Um musical, dois filmes, sessenta anos | Mergulhando no sublime amor de ‘West Side Story’
A nova versão de “Amor, Sublime Amor” está certamente no mesmo nível do filme de 1961
Por Nate Buzelli*, para cobertura colaborativa da Cine NINJA
Cinema, como muitas outras artes, tem o poder dos 3 Is: inspirar, impactar, influenciar. O cinema, agora diferente das outras seis artes que o antecederam, consegue fazer isso de inúmeras formas; através do poder imagético, da música, da construção rítmica (a montagem), das performances e do texto – seja no conjunto ou, ainda que de frequência mais rara, no individual.
Há 11 anos atrás, eu fui impactado pelo filme que se tornaria um dos mais importantes para mim como artista e pessoa: “Amor, Sublime Amor” (West Side Story, 1961 — de Robert Wise & Jerome Robbins). Eu já o conhecia, afinal ganhara 10 Oscars na cerimônia de 1962 — o segundo maior número de estatuetas da AMPAS® para um único filme na história — mas não o tinha assistido por completo, só pegado algumas cenas isoladas quando foi transmitido em 2009 no canal TCM. Em 2010, achei uma cópia maravilhosa e comprei a mídia física do filme, o resto, para mim, é história.
Não havia visto nada como aquele filme, mesmo sendo um fã absoluto de musicais. Os mais próximos, em termos de expressão artística e cor, seriam “Agora Seremos Felizes” (Meet Me in St. Louis, 1944) e “A Roda da Fortuna” (The Band Wagon, 1953), ambos de Vincent Minnelli, mas ainda extremamente distantes do que seria o musical inspirado em Romeo e Julieta que é o tema deste artigo.
Como muitos já sabem, originalmente “Amor, Sublime Amor” foi criado por Leonard Bernstein e Arthur Laurents, com letras de Stephen Sondheim e direção/coreografia de Jerome Robbins para os palcos, estreando em 1957 na Broadway. Apesar de algumas indicações ao Tony (perdeu para The Music Man), a obra não fizera muito sucesso até que a Fox comprou seus direitos e, em 1961, a adaptação cinematográfica tomou os EUA, e consequentemente o mundo como um furacão, se tornando a maior bilheteria daquele ano.
O impacto histórico de “West Side Story”, como o filme ficaria mais conhecido mesmo nos países de lingua não-inglesa, é óbvio: o primeiro musical americano a contar com “dança moderna” no cinema, foi o primeiro musical americano a abordar a tragédia e o racismo de forma explícita, foi o primeiro a ser ambientado numa periferia, o primeiro a ser gravado majoritariamente em locação e por aí vai. Os motivos, porém, da minha paixão e obsessão com o filme vão muito além de sua importância histórica, ou de qualquer identificação com a história necessariamente. Para este a que vos escreve, tal filme é antes de mais nada um ballet filmado, o qual materializa a expressão – esta que reafirma a existência e assume o valor de necessidade fundamental, ainda que básica, para o ser humano.

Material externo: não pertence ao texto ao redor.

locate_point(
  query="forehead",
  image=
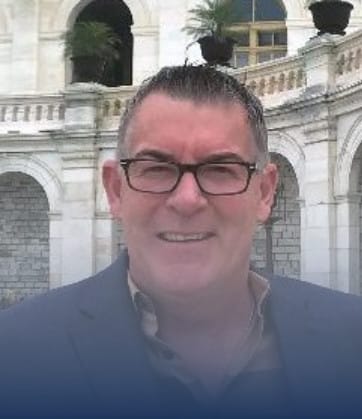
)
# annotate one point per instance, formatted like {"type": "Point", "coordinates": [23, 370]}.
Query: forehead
{"type": "Point", "coordinates": [165, 121]}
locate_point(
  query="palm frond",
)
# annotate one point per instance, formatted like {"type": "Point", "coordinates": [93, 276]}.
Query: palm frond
{"type": "Point", "coordinates": [210, 18]}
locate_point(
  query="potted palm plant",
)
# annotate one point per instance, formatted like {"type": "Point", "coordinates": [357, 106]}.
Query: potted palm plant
{"type": "Point", "coordinates": [92, 46]}
{"type": "Point", "coordinates": [330, 16]}
{"type": "Point", "coordinates": [208, 24]}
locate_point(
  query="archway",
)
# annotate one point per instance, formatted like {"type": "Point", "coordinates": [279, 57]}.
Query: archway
{"type": "Point", "coordinates": [24, 238]}
{"type": "Point", "coordinates": [118, 16]}
{"type": "Point", "coordinates": [283, 246]}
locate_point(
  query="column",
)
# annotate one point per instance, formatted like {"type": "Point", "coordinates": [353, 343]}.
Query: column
{"type": "Point", "coordinates": [79, 172]}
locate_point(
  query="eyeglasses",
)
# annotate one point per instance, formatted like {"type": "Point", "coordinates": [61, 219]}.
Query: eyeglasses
{"type": "Point", "coordinates": [213, 178]}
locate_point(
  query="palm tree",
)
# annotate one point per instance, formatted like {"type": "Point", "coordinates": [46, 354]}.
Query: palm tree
{"type": "Point", "coordinates": [210, 18]}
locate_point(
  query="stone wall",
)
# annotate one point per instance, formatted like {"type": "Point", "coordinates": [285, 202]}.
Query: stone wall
{"type": "Point", "coordinates": [360, 225]}
{"type": "Point", "coordinates": [286, 231]}
{"type": "Point", "coordinates": [24, 238]}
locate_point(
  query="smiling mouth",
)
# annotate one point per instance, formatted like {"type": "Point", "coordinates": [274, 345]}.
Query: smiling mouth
{"type": "Point", "coordinates": [184, 238]}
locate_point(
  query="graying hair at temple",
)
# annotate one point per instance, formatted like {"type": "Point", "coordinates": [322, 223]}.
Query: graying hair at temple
{"type": "Point", "coordinates": [200, 84]}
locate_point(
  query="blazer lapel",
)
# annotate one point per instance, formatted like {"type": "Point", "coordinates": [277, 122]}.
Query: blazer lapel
{"type": "Point", "coordinates": [110, 348]}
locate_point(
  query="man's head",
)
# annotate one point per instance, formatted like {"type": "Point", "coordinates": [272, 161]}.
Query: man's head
{"type": "Point", "coordinates": [199, 84]}
{"type": "Point", "coordinates": [190, 229]}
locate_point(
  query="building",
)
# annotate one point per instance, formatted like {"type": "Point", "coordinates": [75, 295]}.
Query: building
{"type": "Point", "coordinates": [55, 227]}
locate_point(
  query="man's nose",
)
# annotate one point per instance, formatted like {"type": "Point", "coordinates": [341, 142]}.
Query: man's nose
{"type": "Point", "coordinates": [187, 198]}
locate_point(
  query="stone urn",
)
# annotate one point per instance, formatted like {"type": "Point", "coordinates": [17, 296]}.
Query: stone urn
{"type": "Point", "coordinates": [217, 50]}
{"type": "Point", "coordinates": [331, 16]}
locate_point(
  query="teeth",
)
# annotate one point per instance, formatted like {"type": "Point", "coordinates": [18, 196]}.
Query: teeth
{"type": "Point", "coordinates": [176, 237]}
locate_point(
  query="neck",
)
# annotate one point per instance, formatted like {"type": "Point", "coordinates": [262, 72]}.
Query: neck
{"type": "Point", "coordinates": [214, 312]}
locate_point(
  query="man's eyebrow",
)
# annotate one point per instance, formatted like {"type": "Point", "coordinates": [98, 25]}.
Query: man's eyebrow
{"type": "Point", "coordinates": [154, 154]}
{"type": "Point", "coordinates": [223, 156]}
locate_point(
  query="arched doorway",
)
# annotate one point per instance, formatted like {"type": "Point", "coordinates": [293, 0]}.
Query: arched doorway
{"type": "Point", "coordinates": [278, 242]}
{"type": "Point", "coordinates": [24, 238]}
{"type": "Point", "coordinates": [260, 31]}
{"type": "Point", "coordinates": [118, 16]}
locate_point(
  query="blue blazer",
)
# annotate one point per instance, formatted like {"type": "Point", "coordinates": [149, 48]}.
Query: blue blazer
{"type": "Point", "coordinates": [78, 351]}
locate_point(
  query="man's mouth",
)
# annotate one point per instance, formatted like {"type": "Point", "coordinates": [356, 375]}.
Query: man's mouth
{"type": "Point", "coordinates": [183, 237]}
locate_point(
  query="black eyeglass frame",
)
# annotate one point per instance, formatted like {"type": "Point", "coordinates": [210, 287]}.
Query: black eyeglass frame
{"type": "Point", "coordinates": [191, 168]}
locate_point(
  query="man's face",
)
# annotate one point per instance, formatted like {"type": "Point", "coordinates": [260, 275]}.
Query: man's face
{"type": "Point", "coordinates": [186, 241]}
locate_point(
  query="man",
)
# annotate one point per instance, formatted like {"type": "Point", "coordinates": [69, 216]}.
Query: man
{"type": "Point", "coordinates": [179, 325]}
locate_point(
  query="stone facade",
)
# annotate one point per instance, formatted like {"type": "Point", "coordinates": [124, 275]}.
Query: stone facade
{"type": "Point", "coordinates": [285, 228]}
{"type": "Point", "coordinates": [24, 238]}
{"type": "Point", "coordinates": [60, 134]}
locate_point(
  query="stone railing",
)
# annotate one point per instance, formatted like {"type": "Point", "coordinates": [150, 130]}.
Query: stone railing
{"type": "Point", "coordinates": [31, 113]}
{"type": "Point", "coordinates": [274, 81]}
{"type": "Point", "coordinates": [112, 105]}
{"type": "Point", "coordinates": [348, 68]}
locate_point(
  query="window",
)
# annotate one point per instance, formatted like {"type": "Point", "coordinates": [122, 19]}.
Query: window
{"type": "Point", "coordinates": [259, 30]}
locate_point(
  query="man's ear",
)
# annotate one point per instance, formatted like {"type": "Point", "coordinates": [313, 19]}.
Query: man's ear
{"type": "Point", "coordinates": [112, 183]}
{"type": "Point", "coordinates": [268, 185]}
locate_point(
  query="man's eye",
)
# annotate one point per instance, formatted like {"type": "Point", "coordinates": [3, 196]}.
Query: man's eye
{"type": "Point", "coordinates": [227, 169]}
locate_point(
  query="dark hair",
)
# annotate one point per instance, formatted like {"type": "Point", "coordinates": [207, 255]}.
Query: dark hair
{"type": "Point", "coordinates": [199, 84]}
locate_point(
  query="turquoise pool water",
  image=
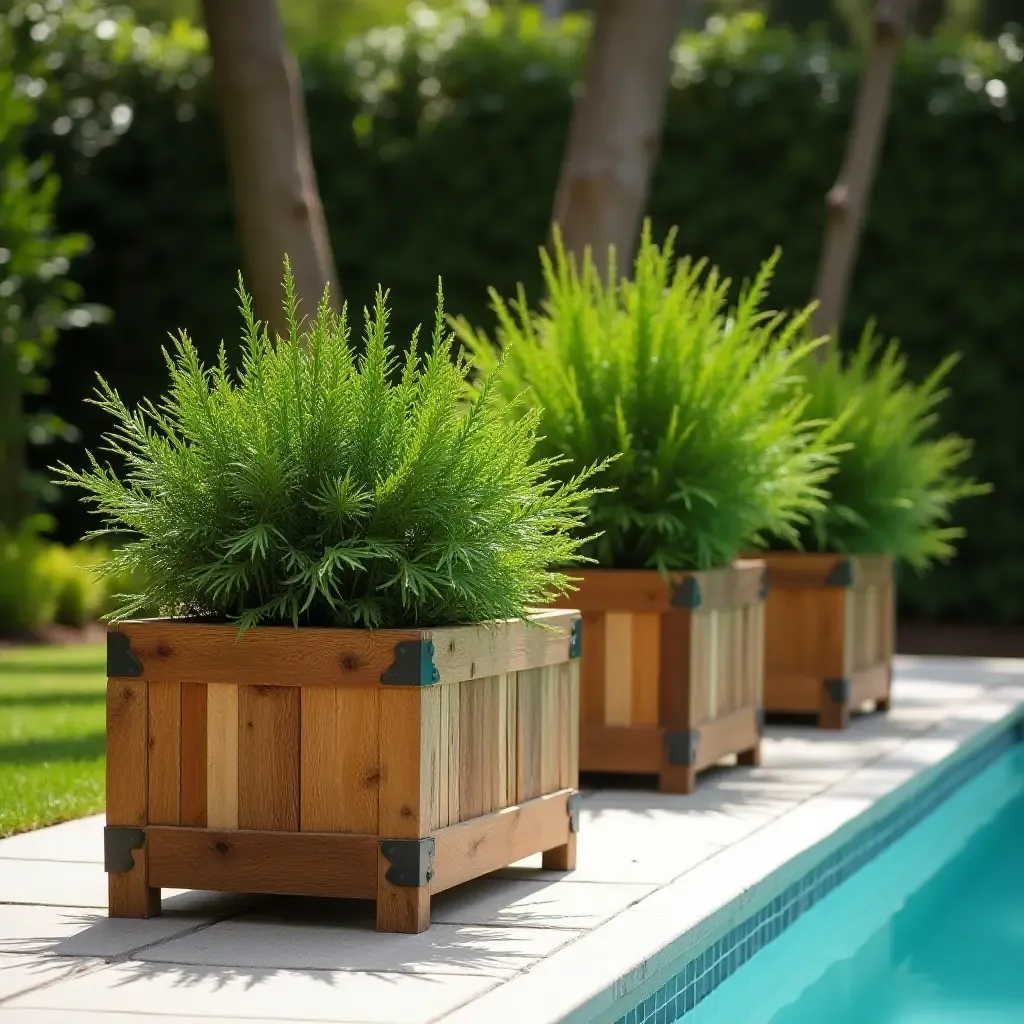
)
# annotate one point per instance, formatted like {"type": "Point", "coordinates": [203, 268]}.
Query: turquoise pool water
{"type": "Point", "coordinates": [930, 932]}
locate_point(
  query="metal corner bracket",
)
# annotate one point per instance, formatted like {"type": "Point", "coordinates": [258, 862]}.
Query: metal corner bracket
{"type": "Point", "coordinates": [413, 665]}
{"type": "Point", "coordinates": [576, 639]}
{"type": "Point", "coordinates": [412, 861]}
{"type": "Point", "coordinates": [119, 841]}
{"type": "Point", "coordinates": [686, 593]}
{"type": "Point", "coordinates": [841, 574]}
{"type": "Point", "coordinates": [572, 806]}
{"type": "Point", "coordinates": [121, 660]}
{"type": "Point", "coordinates": [839, 689]}
{"type": "Point", "coordinates": [681, 747]}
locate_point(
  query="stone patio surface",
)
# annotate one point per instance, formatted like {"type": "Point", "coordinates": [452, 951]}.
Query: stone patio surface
{"type": "Point", "coordinates": [656, 873]}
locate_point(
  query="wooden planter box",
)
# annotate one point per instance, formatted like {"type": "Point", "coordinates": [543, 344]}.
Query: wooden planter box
{"type": "Point", "coordinates": [672, 671]}
{"type": "Point", "coordinates": [386, 765]}
{"type": "Point", "coordinates": [830, 634]}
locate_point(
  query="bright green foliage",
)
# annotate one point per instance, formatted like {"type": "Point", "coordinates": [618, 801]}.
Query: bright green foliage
{"type": "Point", "coordinates": [897, 480]}
{"type": "Point", "coordinates": [435, 112]}
{"type": "Point", "coordinates": [700, 400]}
{"type": "Point", "coordinates": [316, 488]}
{"type": "Point", "coordinates": [51, 734]}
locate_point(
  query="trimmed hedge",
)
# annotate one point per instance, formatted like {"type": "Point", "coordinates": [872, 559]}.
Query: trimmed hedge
{"type": "Point", "coordinates": [437, 150]}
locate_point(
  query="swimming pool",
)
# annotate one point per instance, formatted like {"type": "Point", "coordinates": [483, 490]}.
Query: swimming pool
{"type": "Point", "coordinates": [918, 920]}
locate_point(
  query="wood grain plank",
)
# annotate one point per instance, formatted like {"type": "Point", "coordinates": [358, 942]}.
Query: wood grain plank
{"type": "Point", "coordinates": [592, 669]}
{"type": "Point", "coordinates": [165, 754]}
{"type": "Point", "coordinates": [194, 754]}
{"type": "Point", "coordinates": [493, 648]}
{"type": "Point", "coordinates": [239, 860]}
{"type": "Point", "coordinates": [646, 628]}
{"type": "Point", "coordinates": [130, 894]}
{"type": "Point", "coordinates": [617, 668]}
{"type": "Point", "coordinates": [340, 768]}
{"type": "Point", "coordinates": [222, 756]}
{"type": "Point", "coordinates": [268, 758]}
{"type": "Point", "coordinates": [474, 848]}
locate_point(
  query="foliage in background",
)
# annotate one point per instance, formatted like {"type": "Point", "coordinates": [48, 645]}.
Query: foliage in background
{"type": "Point", "coordinates": [455, 130]}
{"type": "Point", "coordinates": [37, 296]}
{"type": "Point", "coordinates": [322, 488]}
{"type": "Point", "coordinates": [700, 400]}
{"type": "Point", "coordinates": [899, 477]}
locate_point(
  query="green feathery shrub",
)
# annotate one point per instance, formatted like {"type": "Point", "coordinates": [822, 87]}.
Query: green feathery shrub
{"type": "Point", "coordinates": [897, 481]}
{"type": "Point", "coordinates": [700, 400]}
{"type": "Point", "coordinates": [314, 487]}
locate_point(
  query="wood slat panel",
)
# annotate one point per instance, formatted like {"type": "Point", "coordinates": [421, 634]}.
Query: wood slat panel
{"type": "Point", "coordinates": [165, 754]}
{"type": "Point", "coordinates": [130, 894]}
{"type": "Point", "coordinates": [472, 752]}
{"type": "Point", "coordinates": [491, 649]}
{"type": "Point", "coordinates": [592, 669]}
{"type": "Point", "coordinates": [175, 651]}
{"type": "Point", "coordinates": [194, 754]}
{"type": "Point", "coordinates": [674, 684]}
{"type": "Point", "coordinates": [647, 591]}
{"type": "Point", "coordinates": [222, 756]}
{"type": "Point", "coordinates": [646, 645]}
{"type": "Point", "coordinates": [299, 863]}
{"type": "Point", "coordinates": [340, 768]}
{"type": "Point", "coordinates": [410, 734]}
{"type": "Point", "coordinates": [528, 783]}
{"type": "Point", "coordinates": [617, 668]}
{"type": "Point", "coordinates": [468, 850]}
{"type": "Point", "coordinates": [634, 749]}
{"type": "Point", "coordinates": [268, 758]}
{"type": "Point", "coordinates": [573, 731]}
{"type": "Point", "coordinates": [455, 752]}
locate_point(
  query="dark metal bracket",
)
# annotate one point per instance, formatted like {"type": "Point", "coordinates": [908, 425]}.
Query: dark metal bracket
{"type": "Point", "coordinates": [119, 841]}
{"type": "Point", "coordinates": [841, 574]}
{"type": "Point", "coordinates": [572, 805]}
{"type": "Point", "coordinates": [839, 690]}
{"type": "Point", "coordinates": [686, 594]}
{"type": "Point", "coordinates": [681, 747]}
{"type": "Point", "coordinates": [121, 662]}
{"type": "Point", "coordinates": [413, 665]}
{"type": "Point", "coordinates": [576, 639]}
{"type": "Point", "coordinates": [412, 861]}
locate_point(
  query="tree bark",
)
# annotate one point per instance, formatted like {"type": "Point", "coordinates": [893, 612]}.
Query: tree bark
{"type": "Point", "coordinates": [846, 203]}
{"type": "Point", "coordinates": [276, 199]}
{"type": "Point", "coordinates": [615, 132]}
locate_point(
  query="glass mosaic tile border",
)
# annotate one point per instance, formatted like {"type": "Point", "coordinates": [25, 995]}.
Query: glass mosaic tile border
{"type": "Point", "coordinates": [713, 966]}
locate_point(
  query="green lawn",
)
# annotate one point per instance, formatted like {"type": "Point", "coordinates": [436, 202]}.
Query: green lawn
{"type": "Point", "coordinates": [51, 734]}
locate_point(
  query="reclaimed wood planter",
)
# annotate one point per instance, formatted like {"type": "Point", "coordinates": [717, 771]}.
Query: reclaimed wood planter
{"type": "Point", "coordinates": [672, 671]}
{"type": "Point", "coordinates": [386, 765]}
{"type": "Point", "coordinates": [830, 634]}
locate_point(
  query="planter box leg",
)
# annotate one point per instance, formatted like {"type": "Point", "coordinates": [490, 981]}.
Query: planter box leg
{"type": "Point", "coordinates": [677, 779]}
{"type": "Point", "coordinates": [400, 908]}
{"type": "Point", "coordinates": [129, 893]}
{"type": "Point", "coordinates": [751, 758]}
{"type": "Point", "coordinates": [561, 858]}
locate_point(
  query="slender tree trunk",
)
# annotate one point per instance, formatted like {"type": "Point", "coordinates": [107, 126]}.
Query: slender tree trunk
{"type": "Point", "coordinates": [615, 132]}
{"type": "Point", "coordinates": [275, 196]}
{"type": "Point", "coordinates": [847, 201]}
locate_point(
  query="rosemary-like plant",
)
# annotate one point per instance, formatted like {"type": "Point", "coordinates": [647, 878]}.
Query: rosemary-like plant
{"type": "Point", "coordinates": [314, 487]}
{"type": "Point", "coordinates": [897, 479]}
{"type": "Point", "coordinates": [699, 401]}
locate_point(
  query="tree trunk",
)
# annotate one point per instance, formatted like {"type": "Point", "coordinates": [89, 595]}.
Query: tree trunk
{"type": "Point", "coordinates": [846, 203]}
{"type": "Point", "coordinates": [616, 125]}
{"type": "Point", "coordinates": [275, 196]}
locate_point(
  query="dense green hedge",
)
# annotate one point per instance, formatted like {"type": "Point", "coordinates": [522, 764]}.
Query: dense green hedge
{"type": "Point", "coordinates": [437, 152]}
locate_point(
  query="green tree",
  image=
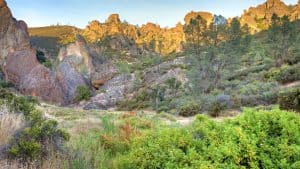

A cena inicial que contextualiza o cenário, encontrando do alto o playground e nele os “minúsculos” Jets – os quais insignificantes ainda se acham as mais importantes pessoas da cidade – ganha ritmo junto a música, que existe em diegese (os assobios e estalar dos dedos) e extra-diegese. Aos poucos, os observadores Jets, formados por americanos descendentes de europeus, passam a dançar com prazer, certamente marcando e celebrando “seus” territórios, até o momento em que o encontram o porto-riquenho líder dos Sharks, Bernardo.
O bastão figurativo (filmado num raccord de personagem) é passado e agora vamos conhecer os porto-riquenhos, que em meio à imigração para uma nação historicamente controlador e racista, querem estabelecer seu território e mostrar que também podem crescer naquele país, afinal, no West Side de Manhattan nos anos 50 era essa a realidade que conheciam (como o número “Gee, Officer Krupke” deixa claro mais pra frente).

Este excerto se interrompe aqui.